I am experimenting with merging Astrophotography images in python. Currently I have the issue that when exporting an image with different libraries the image has a different color tone than the original. Imported image is in the .nef format.
The code:
import matplotlib.pyplot as plt
import numpy as np
import cv2
from scipy import misc
import rawpy
from PIL import Image
import imageio
raw=rawpy.imread("DSC_5817.NEF")
#raw=rawpy.imread("images/1/slika1.cr2")
rgb=raw.postprocess(no_auto_bright=True)
outfn=".tif"
img=Image.fromarray(rgb)
img.convert("RGB")
img.save("probaPIL"+outfn)
#
cv2.imwrite("progaCV2"+outfn, rgb)
misc.imsave("probaSCipi"+outfn, rgb)
#
imageio.imsave("probaIMAGEIO"+outfn, rgb)
plt.imsave("probaPLT.tif",rgb )
slika=plt.imread("probaPIL.tif")
Screnshot of the output (top middle image is original nef file)
OpenCV (cv2
) expects a different channel order (BGR) which is why the colours in that one are off compared to the rest.

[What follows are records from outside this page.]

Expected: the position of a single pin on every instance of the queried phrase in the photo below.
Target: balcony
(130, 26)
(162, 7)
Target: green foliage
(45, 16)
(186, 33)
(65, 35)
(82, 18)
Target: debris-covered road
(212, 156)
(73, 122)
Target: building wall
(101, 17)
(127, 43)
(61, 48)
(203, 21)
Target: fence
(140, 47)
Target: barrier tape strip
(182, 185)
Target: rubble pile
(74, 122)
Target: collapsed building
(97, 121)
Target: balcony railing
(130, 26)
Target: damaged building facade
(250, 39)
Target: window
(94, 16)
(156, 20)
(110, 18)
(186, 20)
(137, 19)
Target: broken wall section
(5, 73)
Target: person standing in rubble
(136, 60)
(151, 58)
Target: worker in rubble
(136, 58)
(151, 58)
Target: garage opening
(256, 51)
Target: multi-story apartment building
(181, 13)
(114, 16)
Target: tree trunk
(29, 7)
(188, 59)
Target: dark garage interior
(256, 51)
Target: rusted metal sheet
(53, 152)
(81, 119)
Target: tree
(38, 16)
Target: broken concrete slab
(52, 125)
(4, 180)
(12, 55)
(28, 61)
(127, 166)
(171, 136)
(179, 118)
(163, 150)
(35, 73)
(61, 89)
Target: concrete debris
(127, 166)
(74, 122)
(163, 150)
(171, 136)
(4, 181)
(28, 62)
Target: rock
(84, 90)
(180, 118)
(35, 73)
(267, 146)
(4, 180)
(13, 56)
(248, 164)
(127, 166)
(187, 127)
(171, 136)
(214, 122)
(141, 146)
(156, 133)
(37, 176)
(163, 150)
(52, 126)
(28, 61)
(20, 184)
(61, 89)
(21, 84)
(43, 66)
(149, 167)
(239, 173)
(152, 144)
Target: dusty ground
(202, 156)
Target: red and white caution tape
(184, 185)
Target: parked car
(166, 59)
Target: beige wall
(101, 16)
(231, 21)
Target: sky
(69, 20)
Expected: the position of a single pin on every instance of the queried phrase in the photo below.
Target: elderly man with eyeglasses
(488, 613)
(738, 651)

In general there is no single way to postprocess a RAW camera image and the result depends often on personal preferences, e.g. white balance, brightness adjustments etc. What you refer to as "original" in the top middle column is just another postprocessed variant created probably by some Nikon driver which is more aware of certain metadata in the RAW image file and tries to give you something which you "expect". rawpy
(or rather, the underlying libraw
library) does not replicate the exact behaviour of manufacturer postprocessing, because that's more or less a trade secret.
For astrophotography you're probably good with a grayscale image anyway, but it really depends on your use case and what you want to achieve.